OSUIT instructor Mary Miller earns Regents Distinguished Teaching Award

OSUIT instructor Mary Miller earns Regents Distinguished Teaching Award

Sara Plummer
OSUIT instructor Mary Miller earns Regents Distinguished Teaching Award

For more than two decades Mary Miller has been sharing her knowledge of graphic design with students in the School of Visual Communications at OSU Institute of Technology.

Before she was a teacher at OSUIT she was a student, but that’s not where she started.

“I went the other way. I earned my bachelor’s in fine art from the University of Oklahoma right out of high school. I didn’t know graphic design was something I could do and make a living,” Miller said. “I came to realize I didn’t have what I needed to make it in the industry so I came to OSUIT. I learned more about graphic design in my first month at OSUIT than I did in four years at OU.”

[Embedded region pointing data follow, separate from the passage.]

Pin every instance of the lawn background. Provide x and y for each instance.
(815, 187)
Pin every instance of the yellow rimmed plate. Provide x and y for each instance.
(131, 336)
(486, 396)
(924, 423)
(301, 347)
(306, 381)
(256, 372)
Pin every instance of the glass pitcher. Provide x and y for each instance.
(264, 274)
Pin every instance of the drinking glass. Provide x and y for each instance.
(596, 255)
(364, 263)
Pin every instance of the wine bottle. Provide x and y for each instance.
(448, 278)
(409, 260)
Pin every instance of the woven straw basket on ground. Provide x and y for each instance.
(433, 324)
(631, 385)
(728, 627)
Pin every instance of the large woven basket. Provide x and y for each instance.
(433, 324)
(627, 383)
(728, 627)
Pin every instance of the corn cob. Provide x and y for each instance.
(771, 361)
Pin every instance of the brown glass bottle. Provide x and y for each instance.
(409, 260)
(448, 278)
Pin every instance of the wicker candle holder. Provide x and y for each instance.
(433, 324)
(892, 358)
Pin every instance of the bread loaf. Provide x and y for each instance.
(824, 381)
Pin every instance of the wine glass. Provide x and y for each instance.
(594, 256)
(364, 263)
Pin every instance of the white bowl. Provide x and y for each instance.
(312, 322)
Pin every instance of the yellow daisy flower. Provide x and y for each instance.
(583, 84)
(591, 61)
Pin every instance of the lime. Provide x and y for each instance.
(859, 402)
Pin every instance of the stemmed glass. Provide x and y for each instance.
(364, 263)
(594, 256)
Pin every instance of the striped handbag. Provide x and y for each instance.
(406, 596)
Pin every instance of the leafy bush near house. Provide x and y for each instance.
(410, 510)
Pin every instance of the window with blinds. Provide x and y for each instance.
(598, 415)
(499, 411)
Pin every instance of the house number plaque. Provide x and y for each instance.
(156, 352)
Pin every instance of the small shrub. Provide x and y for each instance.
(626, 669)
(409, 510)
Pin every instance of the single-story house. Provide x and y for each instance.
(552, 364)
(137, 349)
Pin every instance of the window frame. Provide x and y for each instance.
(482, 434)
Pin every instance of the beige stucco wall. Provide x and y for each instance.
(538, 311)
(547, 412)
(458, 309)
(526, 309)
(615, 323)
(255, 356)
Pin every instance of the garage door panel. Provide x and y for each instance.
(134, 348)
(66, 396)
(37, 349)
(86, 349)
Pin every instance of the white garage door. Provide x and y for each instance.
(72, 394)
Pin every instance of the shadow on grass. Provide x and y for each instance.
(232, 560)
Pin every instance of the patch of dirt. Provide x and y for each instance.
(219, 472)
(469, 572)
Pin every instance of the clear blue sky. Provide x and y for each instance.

After graduating and working at a studio in Tulsa, she starting teaching a few night classes at her alma mater before a full time instructor position became available.

“I loved it pretty much from the get-go. Teaching is very addictive, you feel like you’re doing something with your life. You see the results,” she said. “It’s small classes and you get to know the students and you work with them one-on-one. It’s the best part of teaching here.”

Miller is being recognized for her dedication to her students and OSUIT by being named a Regents Distinguished Teaching Award winner. She was nominated by two students then submitted a portfolio of sorts on her teaching methods and results before an in-person interview with the selection committee.

“Talking about how great the program is isn’t difficult for me. I’m passionate about it,” she said, but she still wasn’t expecting to be chosen. “Completely shocked. It’s flattering and humbling and a morale booster for sure.”

But for Miller gratification doesn’t come from awards, but from the relationships she has built with former students and now fellow alumni.

“In my 21 years here I’ve had hundreds, maybe thousands of students. The ones who can stick it out and make it through this rigorous program, they graduate from student to friend,” she said. “It’s such a privilege to get to be a part of such a critical time in their lives.”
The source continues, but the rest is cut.